Témoignage : Jean Charest visé par une manifestation étudiante – la grève s’invite au cœur du pouvoir (avril 2012)

Une manifestation pas comme les autres : Charest au centre de la tempête

Publié le 1er avril 2012, ce billet revient sur une manifestation étudiante à Laval, où des étudiants en grève ont ciblé directement le premier ministre Jean Charest.

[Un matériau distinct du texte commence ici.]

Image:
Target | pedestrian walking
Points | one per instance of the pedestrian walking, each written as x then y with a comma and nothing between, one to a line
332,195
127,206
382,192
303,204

Cette action s’inscrit dans le printemps érable, une mobilisation historique contre la hausse des frais de scolarité et plus largement contre la vision néolibérale du gouvernement libéral.

📍 Une manifestation ciblée et stratégique

  • Les étudiants ont choisi Laval, circonscription de Jean Charest, pour interpeller le pouvoir directement
  • Cette tactique vise à rendre visible la colère étudiante là où le premier ministre est censé représenter ses électeurs

🔥 Une tension politique croissante

  • La grève étudiante, déclenchée en février 2012, prend une ampleur nationale, avec des manifestations quotidiennes et des actions ciblées
  • Jean Charest devient figure centrale du mécontentement, accusé de mépriser les revendications étudiantes

🧠 Une jeunesse en quête de justice sociale

  • Le mouvement étudiant ne réclame pas seulement le gel des frais, mais une révision du modèle d’accès à l’éducation
  • Cette manifestation à Laval illustre une volonté de politiser la rue, et de faire pression sur les élus dans leurs propres bastions

Ce témoignage illustre un moment de bascule, où la contestation étudiante devient une interpellation directe du pouvoir, et où Jean Charest incarne les tensions d’un Québec en mutation.